Doch vader was, och! heelemaal van zijn streek
Alsof hem de dood uit zijn oogen keek.....’
Eindelijk zegde de oude man en er klinkt iets diep bedroefd, een geheel leven van lijden uit die woorden.
‘........ Wel Jan! dat is goed;
Maar zie, in mijn huis is thans overvloed,
En 'k behoef mij niet langer te kwellen om brood:
Want de kinders zijn weg en je moeder is dood.’
Prachtige, ingrijpende regels, die, zij alleen, gansch een dichtstuk zijn,
Van de Linde scheen zich niet door de groote woorden van ‘roem, lauweren’ en andere aardigheden, te laten bedwelmen, vooral niet met die van militairen roem en militaire lauweren.

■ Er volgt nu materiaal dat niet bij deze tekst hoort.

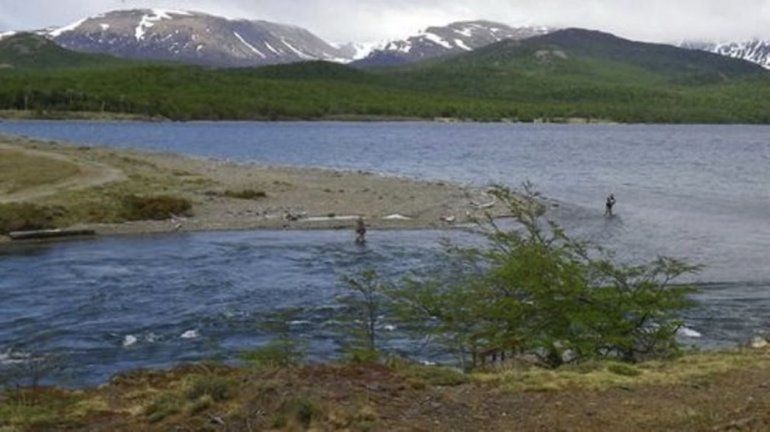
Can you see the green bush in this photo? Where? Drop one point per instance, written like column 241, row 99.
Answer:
column 155, row 207
column 162, row 407
column 218, row 388
column 26, row 217
column 276, row 354
column 535, row 290
column 301, row 410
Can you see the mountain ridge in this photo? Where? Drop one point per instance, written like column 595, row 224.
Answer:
column 195, row 38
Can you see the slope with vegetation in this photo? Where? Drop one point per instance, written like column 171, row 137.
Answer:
column 565, row 74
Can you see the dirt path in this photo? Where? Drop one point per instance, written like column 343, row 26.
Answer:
column 291, row 198
column 89, row 174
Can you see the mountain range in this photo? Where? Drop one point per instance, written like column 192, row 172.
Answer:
column 195, row 38
column 455, row 38
column 756, row 51
column 564, row 74
column 203, row 39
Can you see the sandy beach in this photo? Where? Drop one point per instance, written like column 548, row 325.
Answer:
column 284, row 197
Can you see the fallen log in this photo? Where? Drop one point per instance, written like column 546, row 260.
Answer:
column 50, row 234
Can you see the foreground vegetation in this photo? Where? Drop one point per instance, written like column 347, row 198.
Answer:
column 549, row 333
column 697, row 392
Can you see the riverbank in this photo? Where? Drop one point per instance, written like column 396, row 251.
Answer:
column 94, row 183
column 724, row 391
column 97, row 116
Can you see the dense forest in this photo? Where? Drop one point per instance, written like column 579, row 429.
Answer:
column 506, row 81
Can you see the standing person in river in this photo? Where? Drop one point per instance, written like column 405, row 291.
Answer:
column 360, row 231
column 609, row 205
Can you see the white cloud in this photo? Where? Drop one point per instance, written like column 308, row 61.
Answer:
column 365, row 20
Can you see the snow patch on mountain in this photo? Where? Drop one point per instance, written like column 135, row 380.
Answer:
column 756, row 51
column 249, row 46
column 438, row 40
column 455, row 38
column 60, row 31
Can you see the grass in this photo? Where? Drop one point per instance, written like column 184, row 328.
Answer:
column 27, row 217
column 20, row 171
column 246, row 194
column 148, row 192
column 155, row 207
column 605, row 375
column 674, row 395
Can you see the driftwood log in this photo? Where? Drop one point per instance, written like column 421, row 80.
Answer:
column 50, row 234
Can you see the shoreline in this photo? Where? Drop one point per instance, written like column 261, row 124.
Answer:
column 19, row 115
column 285, row 198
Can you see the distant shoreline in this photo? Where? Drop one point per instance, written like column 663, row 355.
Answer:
column 285, row 198
column 110, row 116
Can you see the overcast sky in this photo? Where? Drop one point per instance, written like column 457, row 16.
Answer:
column 373, row 20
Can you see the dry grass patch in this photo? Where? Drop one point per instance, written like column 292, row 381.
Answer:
column 605, row 375
column 20, row 171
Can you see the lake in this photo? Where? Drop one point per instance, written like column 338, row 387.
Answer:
column 700, row 192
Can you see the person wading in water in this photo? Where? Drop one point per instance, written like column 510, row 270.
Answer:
column 360, row 231
column 609, row 205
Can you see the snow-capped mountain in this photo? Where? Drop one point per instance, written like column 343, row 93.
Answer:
column 454, row 38
column 194, row 37
column 756, row 51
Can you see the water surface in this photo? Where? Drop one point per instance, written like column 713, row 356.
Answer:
column 701, row 192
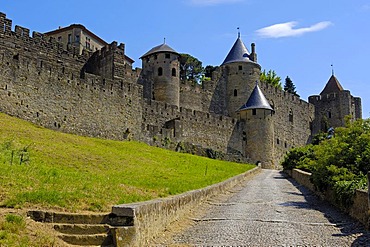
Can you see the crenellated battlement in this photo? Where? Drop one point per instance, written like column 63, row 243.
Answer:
column 99, row 94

In zijn stuk sic transit, doet hij den generaal eene allerkoddigste toespraak tot de ‘waarde schutters, voetvolk, ruiterij, veelgeachte armee’ houden, waarin hij deze goedhartig aanraadt, het leven niet in de waagschaal te stellen en liever het hazenpad te kiezen, dan zich te laten doodschieten:
‘Want laat je vooral niet wijs maken, dat je iets zoudt hebben aan lauwerbladen:
Die mogen tot ornement van een schotel dienen; maar zoo min als met pietercelie of saladen,
Kan men er zijn eigen of zijn hongerige stamhouders meê verzaden.’
De man heeft gelijk; dat is gezonde poëzie en we houden er meer van, dan van die opbruisende verheerlijking van alle dwaze woorden, uitgevonden door de grooten, om de kleinen boosaardig tegen elkander op te jagen.

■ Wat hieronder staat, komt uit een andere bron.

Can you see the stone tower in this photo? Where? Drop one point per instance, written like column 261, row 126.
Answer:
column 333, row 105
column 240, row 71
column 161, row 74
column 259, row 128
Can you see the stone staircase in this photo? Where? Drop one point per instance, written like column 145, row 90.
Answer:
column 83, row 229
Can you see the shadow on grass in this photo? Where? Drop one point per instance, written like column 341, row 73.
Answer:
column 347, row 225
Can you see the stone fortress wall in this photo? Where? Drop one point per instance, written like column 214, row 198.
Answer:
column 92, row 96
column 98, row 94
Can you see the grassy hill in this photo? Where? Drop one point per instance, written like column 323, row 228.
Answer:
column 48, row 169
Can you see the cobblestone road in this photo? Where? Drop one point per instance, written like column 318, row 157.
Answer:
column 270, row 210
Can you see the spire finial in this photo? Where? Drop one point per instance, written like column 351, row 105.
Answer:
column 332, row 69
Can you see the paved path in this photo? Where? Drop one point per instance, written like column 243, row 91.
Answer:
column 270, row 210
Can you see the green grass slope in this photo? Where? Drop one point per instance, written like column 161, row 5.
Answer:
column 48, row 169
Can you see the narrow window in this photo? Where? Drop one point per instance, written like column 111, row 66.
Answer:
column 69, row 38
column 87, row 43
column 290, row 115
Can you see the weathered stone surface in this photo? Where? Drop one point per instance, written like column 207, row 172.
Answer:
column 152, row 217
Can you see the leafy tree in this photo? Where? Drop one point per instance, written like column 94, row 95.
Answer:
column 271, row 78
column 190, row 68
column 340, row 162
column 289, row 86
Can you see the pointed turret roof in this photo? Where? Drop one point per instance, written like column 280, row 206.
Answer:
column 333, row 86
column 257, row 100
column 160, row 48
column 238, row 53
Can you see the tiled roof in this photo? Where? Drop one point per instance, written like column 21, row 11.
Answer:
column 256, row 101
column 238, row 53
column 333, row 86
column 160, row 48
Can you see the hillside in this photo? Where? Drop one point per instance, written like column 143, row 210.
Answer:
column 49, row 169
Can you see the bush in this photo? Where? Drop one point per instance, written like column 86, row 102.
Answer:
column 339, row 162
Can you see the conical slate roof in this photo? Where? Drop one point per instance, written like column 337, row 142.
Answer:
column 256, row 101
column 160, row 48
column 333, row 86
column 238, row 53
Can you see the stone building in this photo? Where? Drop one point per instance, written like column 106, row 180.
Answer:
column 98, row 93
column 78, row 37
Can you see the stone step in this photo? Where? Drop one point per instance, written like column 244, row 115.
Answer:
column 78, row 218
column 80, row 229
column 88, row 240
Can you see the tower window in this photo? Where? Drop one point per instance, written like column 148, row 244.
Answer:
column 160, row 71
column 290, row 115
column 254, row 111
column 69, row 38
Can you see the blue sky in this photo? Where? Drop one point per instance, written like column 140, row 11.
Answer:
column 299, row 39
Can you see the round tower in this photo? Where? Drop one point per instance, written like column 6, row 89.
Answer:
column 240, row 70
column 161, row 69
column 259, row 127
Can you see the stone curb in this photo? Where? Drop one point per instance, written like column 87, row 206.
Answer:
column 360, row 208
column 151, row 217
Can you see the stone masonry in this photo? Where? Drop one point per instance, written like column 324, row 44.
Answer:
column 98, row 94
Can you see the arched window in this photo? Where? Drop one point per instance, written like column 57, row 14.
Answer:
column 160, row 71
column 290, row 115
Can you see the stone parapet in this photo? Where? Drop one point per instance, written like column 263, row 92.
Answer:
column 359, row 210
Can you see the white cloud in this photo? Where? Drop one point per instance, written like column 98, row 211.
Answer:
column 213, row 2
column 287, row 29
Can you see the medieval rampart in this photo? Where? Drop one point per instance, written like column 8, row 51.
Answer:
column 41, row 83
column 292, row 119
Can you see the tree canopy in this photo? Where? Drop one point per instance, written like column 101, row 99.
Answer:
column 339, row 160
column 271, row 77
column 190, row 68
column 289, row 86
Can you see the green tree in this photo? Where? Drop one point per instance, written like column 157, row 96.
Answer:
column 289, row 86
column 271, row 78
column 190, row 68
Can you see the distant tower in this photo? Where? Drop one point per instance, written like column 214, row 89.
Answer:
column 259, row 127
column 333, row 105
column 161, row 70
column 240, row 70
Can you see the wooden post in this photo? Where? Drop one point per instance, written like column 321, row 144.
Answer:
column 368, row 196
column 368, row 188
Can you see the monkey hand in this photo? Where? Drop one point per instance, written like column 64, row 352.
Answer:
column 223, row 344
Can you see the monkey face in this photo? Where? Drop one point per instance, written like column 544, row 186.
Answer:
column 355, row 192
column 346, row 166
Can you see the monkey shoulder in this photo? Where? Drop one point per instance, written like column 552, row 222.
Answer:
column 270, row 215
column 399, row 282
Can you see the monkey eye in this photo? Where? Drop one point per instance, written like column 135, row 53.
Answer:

Luistert hoe de voortreffelijke generaal van Van de Linde, zijne lieve schutters verder toespreekt en vaderlijk raad geeft:
‘lk onderstel b.v. drie van jelui of zes
Zijn sterk door den vijand bezet: wel, dan huurje terstond een kales,
En eer zijn paarden de uwe met list om kunnen koopen,
Kan je immers gemakkelijk in je rijtuig je vyand ontloopen?
Of, ik wil eens stellen, je staat te schilderen en houdt de wacht,
En daar komt een vyandlijke scherpschutter aan met een bril (want het is nacht)
Je denkt dus: ik moet uit den weg gaan of ik word omgebracht;
Heel goed: dan hebje maar subiet, en zonder te dralen
Het noodige schrijfgereedschap voor den dag te halen
En je schrijft een briefjen van dezen inhoud in je schilderhok:
Mijnheer de kapitein! neem niet kwalijk zoo ik van nacht vertrok;
't Is om dat ik met den telegraaph de bedroevende tijding heb vernomen,
Dat mijn peetoom de kinkhoest heeft en ik onmiddelijk t'huis moet komen.
Ik hoop, dat de temporele absentie van een getrouw trawant
Geen detriment zal doen aan ons wiegjen (ik meen het vaderland);
Doch zoo de vyand mijn schilderhuis soms in mijn absentie zou willen slechten.
Heb ik er mijn geweer in achter gelaten om Zijn Ed. te bevechten,
Ik verblijf, waarde kaptein van de kavallerie,
Uw bestendig dienaar en ami
Ahazuerus, korporaal by de genie.’
Wij laten eene proeve van dramatische en didaktische poëzie, even gek, even vol allerkoddigste bokkensprongen, ter zijde, om wat langer stil te staan bij de natuurlyke historie voor de jeugd, welk gedeelte niet het minst keurig is van gansch den bundel. Dat juist de jeugd veel uit die natuurlijke historie zal leeren, gelooven wij niet; doch onwaarheden schrijft de dichter niet, en pedant in geleerdheid, is hij evenmin. Hoort liever: als hij van den leeuw spreekt, zegt hij:
‘De leeuw wordt viervoetig geboren.
Twee van achteren en twee van voren;
Of, volgends anderen, twee aan zijn rechterhand.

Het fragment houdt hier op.